Rubí despierta en mitad de la noche en una lujosa habitación de hotel, al lado de un hombre desconocido. Llena de confusión y vergüenza, huye al amanecer, convencida de que todo fue una trampa orquestada por su hermana, la hija biológica de sus padres adoptivos. Al enfrentarla, Rubí descubre que sus padres no creen en su versión y, con el corazón roto, decide alejarse de ellos para siempre. Mientras intenta reconstruir su vida y olvidar aquella noche, no imagina que el hombre con quien estuvo es Marcus Maxwell, el CEO más poderoso y temido de la ciudad. Marcus, ajeno a su identidad pero obsesionado con encontrarla, no descansará hasta descubrir quién es la misteriosa mujer que lo marcó profundamente. Sin saberlo, el destino volverá a cruzar sus caminos… y nada será como antes.

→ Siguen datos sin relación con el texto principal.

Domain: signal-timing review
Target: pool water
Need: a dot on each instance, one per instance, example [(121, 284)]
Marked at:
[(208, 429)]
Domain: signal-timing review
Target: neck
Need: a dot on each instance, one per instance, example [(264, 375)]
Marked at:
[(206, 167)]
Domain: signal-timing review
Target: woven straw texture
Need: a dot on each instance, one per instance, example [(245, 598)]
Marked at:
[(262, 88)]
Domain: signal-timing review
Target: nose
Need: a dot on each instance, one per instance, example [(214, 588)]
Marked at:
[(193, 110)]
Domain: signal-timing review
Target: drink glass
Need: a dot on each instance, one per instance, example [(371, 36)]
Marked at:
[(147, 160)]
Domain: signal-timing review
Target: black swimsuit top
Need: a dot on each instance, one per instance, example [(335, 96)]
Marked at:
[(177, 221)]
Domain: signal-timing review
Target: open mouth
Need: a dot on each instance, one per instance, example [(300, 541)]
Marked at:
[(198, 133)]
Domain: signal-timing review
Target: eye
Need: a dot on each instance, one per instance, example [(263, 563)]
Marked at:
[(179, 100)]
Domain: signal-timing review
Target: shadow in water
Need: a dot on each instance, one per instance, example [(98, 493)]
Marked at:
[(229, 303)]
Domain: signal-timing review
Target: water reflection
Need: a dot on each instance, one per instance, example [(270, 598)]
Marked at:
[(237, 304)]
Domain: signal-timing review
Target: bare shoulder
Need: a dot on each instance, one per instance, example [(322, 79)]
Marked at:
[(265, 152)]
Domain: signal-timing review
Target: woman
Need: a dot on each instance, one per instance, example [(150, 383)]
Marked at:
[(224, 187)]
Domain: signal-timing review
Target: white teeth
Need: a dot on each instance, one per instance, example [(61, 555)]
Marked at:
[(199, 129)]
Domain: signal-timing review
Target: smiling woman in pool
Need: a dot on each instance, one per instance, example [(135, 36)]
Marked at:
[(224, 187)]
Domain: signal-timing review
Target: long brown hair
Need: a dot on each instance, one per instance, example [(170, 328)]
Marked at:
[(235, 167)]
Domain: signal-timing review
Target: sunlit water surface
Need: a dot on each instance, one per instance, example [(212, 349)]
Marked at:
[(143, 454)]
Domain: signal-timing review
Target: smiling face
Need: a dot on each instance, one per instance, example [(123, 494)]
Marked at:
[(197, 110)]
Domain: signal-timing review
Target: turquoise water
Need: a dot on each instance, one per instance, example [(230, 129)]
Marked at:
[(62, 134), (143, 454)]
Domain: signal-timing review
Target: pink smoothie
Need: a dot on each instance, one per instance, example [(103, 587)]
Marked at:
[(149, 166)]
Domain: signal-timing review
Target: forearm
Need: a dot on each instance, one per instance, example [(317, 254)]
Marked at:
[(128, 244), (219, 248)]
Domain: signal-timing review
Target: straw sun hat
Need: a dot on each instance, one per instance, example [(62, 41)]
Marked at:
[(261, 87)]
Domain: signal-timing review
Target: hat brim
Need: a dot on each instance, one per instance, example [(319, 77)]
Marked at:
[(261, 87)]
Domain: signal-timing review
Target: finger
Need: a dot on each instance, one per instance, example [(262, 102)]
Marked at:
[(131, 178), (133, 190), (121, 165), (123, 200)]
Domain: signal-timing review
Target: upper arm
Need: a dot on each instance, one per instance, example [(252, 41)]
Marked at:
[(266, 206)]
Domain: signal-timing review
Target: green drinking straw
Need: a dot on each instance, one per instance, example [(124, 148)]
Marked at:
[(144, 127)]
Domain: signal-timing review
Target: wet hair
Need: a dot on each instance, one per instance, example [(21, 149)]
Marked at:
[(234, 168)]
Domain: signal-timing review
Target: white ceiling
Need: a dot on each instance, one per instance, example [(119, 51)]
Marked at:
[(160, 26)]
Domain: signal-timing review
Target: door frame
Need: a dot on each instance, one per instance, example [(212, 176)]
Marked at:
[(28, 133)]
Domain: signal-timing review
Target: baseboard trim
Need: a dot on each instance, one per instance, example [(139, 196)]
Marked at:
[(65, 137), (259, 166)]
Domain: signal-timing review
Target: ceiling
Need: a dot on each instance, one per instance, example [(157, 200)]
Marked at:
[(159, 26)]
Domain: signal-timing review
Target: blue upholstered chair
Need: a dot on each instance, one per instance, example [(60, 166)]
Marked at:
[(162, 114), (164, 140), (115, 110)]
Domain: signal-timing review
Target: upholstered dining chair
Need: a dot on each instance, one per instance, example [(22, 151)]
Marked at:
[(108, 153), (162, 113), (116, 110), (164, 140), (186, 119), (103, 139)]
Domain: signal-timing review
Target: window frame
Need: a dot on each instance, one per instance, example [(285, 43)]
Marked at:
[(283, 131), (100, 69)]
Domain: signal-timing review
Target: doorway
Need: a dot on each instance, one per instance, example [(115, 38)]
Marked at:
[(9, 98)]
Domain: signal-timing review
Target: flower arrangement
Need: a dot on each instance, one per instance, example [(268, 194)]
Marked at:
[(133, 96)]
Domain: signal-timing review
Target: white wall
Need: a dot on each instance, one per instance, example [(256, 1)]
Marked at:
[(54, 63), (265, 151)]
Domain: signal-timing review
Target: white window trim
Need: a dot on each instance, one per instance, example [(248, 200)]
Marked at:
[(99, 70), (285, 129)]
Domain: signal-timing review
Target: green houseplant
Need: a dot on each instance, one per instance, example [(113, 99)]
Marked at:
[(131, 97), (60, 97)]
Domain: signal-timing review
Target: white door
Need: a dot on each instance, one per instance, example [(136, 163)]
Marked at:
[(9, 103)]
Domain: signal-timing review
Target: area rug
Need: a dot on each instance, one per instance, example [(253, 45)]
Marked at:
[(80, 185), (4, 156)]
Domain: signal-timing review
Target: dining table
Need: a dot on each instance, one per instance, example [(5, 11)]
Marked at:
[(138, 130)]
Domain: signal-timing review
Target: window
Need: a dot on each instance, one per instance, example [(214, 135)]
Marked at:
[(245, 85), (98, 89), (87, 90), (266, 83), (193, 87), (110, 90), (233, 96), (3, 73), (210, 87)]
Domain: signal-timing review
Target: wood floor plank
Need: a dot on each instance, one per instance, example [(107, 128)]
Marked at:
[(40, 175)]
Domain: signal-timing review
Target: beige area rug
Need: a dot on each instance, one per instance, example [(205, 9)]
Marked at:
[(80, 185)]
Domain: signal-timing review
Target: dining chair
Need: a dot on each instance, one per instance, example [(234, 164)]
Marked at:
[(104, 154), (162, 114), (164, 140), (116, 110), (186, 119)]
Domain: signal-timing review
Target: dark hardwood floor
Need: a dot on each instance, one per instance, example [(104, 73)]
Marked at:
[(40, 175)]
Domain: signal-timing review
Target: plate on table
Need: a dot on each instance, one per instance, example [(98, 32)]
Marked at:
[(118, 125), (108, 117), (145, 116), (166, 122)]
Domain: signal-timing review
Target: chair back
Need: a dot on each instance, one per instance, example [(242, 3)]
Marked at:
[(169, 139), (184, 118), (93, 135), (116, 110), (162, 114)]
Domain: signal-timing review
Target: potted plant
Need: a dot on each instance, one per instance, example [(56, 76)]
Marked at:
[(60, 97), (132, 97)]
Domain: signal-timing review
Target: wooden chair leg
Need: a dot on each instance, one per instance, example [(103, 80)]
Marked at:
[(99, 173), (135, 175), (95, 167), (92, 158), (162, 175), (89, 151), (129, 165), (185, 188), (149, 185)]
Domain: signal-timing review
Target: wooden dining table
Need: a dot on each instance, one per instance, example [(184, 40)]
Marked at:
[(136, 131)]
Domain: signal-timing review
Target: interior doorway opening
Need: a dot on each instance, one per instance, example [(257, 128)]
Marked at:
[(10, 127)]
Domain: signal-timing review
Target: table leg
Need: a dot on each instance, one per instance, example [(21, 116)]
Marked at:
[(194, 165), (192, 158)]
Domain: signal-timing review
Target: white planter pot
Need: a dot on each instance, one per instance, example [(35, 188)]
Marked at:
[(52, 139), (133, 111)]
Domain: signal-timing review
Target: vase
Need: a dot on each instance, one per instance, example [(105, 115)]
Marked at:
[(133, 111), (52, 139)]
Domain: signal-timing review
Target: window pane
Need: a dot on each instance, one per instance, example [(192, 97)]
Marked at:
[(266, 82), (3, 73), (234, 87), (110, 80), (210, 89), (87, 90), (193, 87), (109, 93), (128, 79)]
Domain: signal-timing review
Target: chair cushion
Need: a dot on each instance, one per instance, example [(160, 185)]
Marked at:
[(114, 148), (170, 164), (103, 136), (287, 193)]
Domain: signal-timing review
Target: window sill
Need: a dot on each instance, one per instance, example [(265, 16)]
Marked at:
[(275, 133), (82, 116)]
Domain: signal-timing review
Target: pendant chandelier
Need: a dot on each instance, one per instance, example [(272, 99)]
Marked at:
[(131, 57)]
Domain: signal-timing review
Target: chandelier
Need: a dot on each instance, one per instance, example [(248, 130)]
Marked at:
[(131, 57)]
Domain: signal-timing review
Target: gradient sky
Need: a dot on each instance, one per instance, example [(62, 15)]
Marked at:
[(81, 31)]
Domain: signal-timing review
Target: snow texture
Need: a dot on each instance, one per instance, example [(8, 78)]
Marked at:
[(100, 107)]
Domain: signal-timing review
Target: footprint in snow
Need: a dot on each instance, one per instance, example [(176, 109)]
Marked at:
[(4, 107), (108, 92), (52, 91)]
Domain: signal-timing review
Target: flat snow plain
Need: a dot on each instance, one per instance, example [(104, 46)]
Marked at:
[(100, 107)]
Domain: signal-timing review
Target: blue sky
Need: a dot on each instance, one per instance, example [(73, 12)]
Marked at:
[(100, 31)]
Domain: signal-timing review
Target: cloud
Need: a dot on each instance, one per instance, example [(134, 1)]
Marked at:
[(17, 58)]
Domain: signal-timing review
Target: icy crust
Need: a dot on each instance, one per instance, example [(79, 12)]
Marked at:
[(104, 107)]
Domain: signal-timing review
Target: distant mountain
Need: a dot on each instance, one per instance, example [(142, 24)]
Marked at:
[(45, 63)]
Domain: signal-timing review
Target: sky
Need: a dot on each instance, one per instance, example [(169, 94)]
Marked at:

Leer másLas agujas del reloj marcaban las once cuando Rubí Gibson colgó su delantal, con las manos aún impregnadas del olor a especias. Había sido una jornada agotadora en el restaurante, y lo único que quería era llegar a casa, darse una ducha caliente y dormir por horas. Sin embargo, Marcia, su hermana, le había hecho un encargo que no pudo rechazar.
—Por favor, Rubí —le había dicho Marcia con esa voz suave y frágil que usaba cuando necesitaba manipularla—. Solo tienes que entregar una botella de licor en el Hotel Imperial de parte de la empresa Gibson. Es para un socio muy importante de la empresa. No me siento bien, tengo fiebre... y no puedo ir.
Rubí aceptó, como siempre. Porque Marcia era la hija perfecta a ojos de todos, la que nunca cometía errores. Y ella… ella era la sombra.
Antes de salir, el gerente del restaurante se acercó con una sonrisa torcida y le extendió un sándwich envuelto en papel aluminio.
—Para el camino. Hoy trabajaste como una campeona —dijo, guiñándole un ojo.
Rubí lo aceptó con una sonrisa cansada. El hambre le rugía en el estómago. Mientras manejaba por las calles vacías rumbo al hotel, comió sin pensar demasiado. Pero apenas unos minutos después de entrar en el elegante edificio y tomar el ascensor, algo comenzó a ir mal.
Un calor extraño le recorrió la piel. El corazón le latía con fuerza, no de ansiedad, sino de algo más… físico. Algo que no podía controlar. Se sujetó de la pared al salir del elevador, con las piernas temblorosas, y apenas logró llegar a la habitación marcada: 87, aunque su vista estaba tan nublada que en realidad entro a la habitación 81.
Entró sin tocar —la puerta ya estaba entreabierta—, y dejó la botella sobre la mesita de noche. Pero al instante, el mareo la obligó a sentarse en la cama. Su cuerpo ardía, como si su sangre estuviera siendo reemplazada por fuego líquido. Cada fibra de su ser clamaba por contacto. Por alivio. Por algo que la asustó profundamente.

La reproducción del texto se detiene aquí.